KOTA BOGOR – Gelombang kritik terhadap kinerja Pemerintah Kelurahan Kebon Kelapa, Kecamatan Bogor Tengah, kian menguat. Sorotan tajam kali ini datang dari Ketua Himpunan Pemuda Pelajar Mahasiswa Indonesia (HPPMI) Kota Bogor, Toni, yang menilai kinerja Lurah Kebon Kelapa jauh dari harapan dan gagal mencapai target pembangunan yang substansial.

Dalam keterangan resminya kepada awak media, Jumat (19/12), Toni menegaskan bahwa kepemimpinan Lurah Kebon Kelapa saat ini dinilai “mandul” dalam mengeksekusi program-program strategis Pemerintah Kota Bogor di tingkat wilayah.

Menurutnya, kegagalan mencapai target bukan sekadar persoalan angka statistik, melainkan cerminan lemahnya kemampuan manajerial pimpinan wilayah.

Baca Juga  KD (60), Pelaku Kekerasan Seksual Terhadap Anak Terancam 20 Tahun Penjara | Headline Bogor

HPPMI Kota Bogor bahkan memberikan rapor merah terhadap kinerja Kelurahan Kebon Kelapa sepanjang tahun ini. Sejumlah target prioritas disebut meleset, mulai dari pemberdayaan masyarakat hingga penataan lingkungan yang dinilai masih semrawut. Kondisi tersebut menunjukkan lurah dianggap tidak memiliki sense of crisis terhadap persoalan di wilayahnya sendiri.

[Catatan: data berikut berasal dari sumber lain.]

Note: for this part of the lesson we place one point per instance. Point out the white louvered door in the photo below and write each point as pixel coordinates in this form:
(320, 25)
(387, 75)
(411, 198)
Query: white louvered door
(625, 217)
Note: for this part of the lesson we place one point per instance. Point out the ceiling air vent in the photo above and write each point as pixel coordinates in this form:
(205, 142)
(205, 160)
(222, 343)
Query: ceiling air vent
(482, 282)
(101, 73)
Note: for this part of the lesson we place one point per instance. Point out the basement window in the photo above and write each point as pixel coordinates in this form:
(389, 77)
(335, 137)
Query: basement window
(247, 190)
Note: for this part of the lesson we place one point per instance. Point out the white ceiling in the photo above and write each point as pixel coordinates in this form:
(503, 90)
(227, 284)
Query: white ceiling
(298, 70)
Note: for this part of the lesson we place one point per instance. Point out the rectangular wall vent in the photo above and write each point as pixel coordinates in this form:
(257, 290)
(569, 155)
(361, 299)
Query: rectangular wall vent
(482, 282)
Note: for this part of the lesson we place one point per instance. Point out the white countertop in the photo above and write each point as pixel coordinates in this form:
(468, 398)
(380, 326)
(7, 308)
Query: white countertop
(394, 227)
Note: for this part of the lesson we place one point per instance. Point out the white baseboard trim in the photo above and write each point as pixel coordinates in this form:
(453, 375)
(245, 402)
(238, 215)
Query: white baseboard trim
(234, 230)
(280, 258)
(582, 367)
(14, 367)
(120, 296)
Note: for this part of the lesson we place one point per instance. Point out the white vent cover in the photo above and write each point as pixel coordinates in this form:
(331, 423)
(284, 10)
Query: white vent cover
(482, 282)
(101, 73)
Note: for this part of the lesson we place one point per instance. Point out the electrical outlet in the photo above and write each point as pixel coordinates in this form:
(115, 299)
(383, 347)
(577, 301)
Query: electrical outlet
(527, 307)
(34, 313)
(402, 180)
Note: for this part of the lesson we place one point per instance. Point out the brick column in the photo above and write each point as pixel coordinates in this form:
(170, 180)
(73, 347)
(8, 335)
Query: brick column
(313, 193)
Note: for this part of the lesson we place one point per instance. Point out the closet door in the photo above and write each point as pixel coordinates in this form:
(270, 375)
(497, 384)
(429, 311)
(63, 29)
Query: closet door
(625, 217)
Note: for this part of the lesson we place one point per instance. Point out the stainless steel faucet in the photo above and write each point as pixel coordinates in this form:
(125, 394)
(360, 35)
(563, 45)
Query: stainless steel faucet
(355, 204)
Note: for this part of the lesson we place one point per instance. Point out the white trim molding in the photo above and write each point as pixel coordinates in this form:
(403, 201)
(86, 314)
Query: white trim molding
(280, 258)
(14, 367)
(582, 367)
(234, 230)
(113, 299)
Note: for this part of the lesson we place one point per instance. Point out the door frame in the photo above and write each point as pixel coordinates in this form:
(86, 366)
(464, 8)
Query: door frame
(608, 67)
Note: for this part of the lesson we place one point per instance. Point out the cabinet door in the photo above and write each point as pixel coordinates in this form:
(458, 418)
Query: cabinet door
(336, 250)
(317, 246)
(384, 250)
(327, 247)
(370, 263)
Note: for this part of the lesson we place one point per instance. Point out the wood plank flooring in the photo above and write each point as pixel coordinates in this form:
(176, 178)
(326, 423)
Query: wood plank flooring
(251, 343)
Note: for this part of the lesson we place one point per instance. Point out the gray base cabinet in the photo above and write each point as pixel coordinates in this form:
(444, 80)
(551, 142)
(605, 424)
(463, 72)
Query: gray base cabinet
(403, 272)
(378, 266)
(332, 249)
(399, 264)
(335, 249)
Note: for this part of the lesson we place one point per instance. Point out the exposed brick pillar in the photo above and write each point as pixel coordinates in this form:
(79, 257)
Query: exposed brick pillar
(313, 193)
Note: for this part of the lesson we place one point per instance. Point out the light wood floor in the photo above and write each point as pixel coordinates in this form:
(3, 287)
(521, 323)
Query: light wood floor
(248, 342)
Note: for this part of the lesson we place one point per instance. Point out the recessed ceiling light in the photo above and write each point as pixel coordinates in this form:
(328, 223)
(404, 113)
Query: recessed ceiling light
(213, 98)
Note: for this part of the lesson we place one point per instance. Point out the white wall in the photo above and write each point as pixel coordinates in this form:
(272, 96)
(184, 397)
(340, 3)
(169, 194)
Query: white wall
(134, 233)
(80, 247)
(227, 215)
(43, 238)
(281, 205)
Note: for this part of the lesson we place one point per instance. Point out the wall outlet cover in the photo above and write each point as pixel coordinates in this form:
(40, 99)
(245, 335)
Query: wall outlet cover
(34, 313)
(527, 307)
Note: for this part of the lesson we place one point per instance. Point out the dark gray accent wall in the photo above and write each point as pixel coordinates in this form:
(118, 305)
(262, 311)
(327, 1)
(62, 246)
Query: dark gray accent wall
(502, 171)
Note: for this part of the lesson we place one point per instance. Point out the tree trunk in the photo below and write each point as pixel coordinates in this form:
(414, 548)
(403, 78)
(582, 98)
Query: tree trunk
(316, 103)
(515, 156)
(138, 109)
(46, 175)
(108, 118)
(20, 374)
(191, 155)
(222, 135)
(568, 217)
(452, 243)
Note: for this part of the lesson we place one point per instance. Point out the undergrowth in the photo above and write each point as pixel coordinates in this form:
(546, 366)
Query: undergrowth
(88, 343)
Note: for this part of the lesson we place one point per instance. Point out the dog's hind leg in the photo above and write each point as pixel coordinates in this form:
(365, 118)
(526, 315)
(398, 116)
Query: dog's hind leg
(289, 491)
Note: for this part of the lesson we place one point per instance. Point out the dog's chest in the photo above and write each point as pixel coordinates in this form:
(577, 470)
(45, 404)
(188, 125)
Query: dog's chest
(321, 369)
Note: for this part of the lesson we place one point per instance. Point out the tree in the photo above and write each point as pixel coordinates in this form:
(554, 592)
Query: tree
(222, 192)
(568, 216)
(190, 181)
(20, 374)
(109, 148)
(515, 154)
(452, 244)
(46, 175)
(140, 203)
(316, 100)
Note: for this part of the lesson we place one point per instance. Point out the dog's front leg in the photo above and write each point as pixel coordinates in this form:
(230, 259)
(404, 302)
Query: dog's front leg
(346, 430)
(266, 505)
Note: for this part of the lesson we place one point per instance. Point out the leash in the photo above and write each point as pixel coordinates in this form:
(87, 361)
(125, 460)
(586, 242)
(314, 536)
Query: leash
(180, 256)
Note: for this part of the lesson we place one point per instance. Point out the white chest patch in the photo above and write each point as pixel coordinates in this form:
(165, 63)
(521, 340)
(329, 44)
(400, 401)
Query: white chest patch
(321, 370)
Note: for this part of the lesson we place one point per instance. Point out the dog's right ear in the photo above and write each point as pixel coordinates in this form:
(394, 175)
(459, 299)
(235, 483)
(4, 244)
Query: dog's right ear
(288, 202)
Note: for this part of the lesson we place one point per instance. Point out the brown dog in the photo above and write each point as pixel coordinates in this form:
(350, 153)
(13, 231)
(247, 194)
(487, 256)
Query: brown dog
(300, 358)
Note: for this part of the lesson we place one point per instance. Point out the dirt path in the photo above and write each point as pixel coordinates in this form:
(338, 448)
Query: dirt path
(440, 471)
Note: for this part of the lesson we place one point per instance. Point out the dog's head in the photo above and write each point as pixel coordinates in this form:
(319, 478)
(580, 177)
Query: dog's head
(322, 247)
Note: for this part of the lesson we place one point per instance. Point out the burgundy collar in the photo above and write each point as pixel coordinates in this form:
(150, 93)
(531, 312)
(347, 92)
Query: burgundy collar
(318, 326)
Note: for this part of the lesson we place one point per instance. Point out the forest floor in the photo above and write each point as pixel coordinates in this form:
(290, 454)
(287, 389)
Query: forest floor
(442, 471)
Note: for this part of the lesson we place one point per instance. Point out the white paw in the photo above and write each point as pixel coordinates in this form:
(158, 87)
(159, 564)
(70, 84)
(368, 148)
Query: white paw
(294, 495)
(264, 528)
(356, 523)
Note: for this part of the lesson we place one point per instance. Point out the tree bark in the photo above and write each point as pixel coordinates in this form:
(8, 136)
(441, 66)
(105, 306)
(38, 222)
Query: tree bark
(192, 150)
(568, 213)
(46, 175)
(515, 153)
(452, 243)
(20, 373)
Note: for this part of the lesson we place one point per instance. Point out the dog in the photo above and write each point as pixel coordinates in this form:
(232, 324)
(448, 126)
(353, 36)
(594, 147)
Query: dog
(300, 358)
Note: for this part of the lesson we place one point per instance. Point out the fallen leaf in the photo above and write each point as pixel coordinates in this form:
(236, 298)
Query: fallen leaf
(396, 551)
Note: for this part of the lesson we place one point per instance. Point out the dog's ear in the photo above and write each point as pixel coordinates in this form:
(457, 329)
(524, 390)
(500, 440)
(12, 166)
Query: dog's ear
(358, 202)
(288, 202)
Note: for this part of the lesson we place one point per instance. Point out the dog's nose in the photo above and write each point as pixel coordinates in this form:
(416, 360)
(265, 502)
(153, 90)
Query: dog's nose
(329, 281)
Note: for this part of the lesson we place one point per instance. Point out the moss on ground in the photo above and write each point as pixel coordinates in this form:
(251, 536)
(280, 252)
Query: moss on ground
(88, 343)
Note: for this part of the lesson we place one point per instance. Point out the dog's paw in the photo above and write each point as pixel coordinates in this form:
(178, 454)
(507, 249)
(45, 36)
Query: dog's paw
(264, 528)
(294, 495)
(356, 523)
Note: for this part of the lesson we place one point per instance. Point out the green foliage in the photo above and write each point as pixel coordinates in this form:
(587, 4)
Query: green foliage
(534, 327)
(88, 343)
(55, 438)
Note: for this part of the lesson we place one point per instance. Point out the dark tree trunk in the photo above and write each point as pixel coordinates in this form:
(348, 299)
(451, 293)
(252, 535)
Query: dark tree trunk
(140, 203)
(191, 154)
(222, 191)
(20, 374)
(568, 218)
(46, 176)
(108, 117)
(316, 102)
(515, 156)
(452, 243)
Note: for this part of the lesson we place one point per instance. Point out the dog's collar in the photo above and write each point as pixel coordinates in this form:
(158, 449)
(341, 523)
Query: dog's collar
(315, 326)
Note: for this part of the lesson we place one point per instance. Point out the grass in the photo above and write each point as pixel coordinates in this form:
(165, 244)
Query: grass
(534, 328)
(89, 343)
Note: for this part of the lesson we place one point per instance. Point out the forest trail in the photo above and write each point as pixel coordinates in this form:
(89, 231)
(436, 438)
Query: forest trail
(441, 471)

Toni juga menyoroti dua persoalan utama dalam kepemimpinan Lurah Kebon Kelapa. Pertama, minimnya inovasi pelayanan karena kelurahan dinilai terjebak dalam rutinitas birokrasi yang kaku sehingga respons terhadap keluhan warga berjalan lambat. Kedua, sikap anti-kritik dan tertutup terhadap masukan, khususnya dari kalangan pemuda dan mahasiswa.